Mystery at Loch Ness becomes pretty PG-13 when you start getting investigating the fishy things that have been going on around the Loch. Unfriendly men with guns are all over the crumbling castle near the Loch who will kill you given the chance. If you choose to avoid the castle, then face the werewolf and a witch lurking in the woods around the Loch as well as the additional armed men in a secret cave on the edge of the Loch. Being a book directed towards younger audiences, you would think that there would be less violence and death. The story also presents you with many decisions where you have the option of going to get the police or chasing after men with guns when you have none, the police option always ending up in the bad guys getting away, while the decision where you chase unarmed usually leads to one of the better endings. Perhaps this is to engage readers believe they are being heroic when they aren't calling the cops, just as when in a video game like Star Wars: Knights of the Old Republic some poor old man is being hastled for his Credits by some street thugs, you can be passive or kill the thugs to help the man out.
CYOA books, when told from the perspective of you inside of the narrative, are mostly Internal-Ontological books because every choice you make takes you down a path that the author has prewritten and the author alone who decides the eventual fate of the universe. Theoretically you could write a CYOA book where every choice took you to a completely random consequence, unrelated to the decision you were asked to make earlier. This would certainly be apparent that the reader was not in control of the universe, but rather choosing which universe to explore, the chosen universe deciding the fate of the avatar representing you. When mapped out, the sum of these narratalogical universes existing within this one book is 19. The lines drawing the relationships between these universes are chaotic, representing, in a very condensed way, the potential choices and consequences of those choices we may make as we travel through life every day.
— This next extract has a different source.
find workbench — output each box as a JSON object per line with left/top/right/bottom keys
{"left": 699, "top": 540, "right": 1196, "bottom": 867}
While this story may be encouraging children to run out on an adventure so that instead of watching the news, you will be finding faries in the forest and Monsters in lakes, most of the adventuring in this story is done once you have foolishly chosen a decision like telling the robbers that you would rather be thrown in the Loch Ness than locked in a storage closet (the former leading to you being rescued by the fabled monster, Nessie). It is hard to view this story as anything but 19 slightly different Internal-Ontological narrative universes compiled into one book because the decisions you make are so inconsequential to the outcomes of them, other than placing you at the right place at the right time or the wrong place at the wrong time. The entirety of the text has also already been written with a definate begining and 19 endings that are unchangable and inevitable if you answer all of the questions.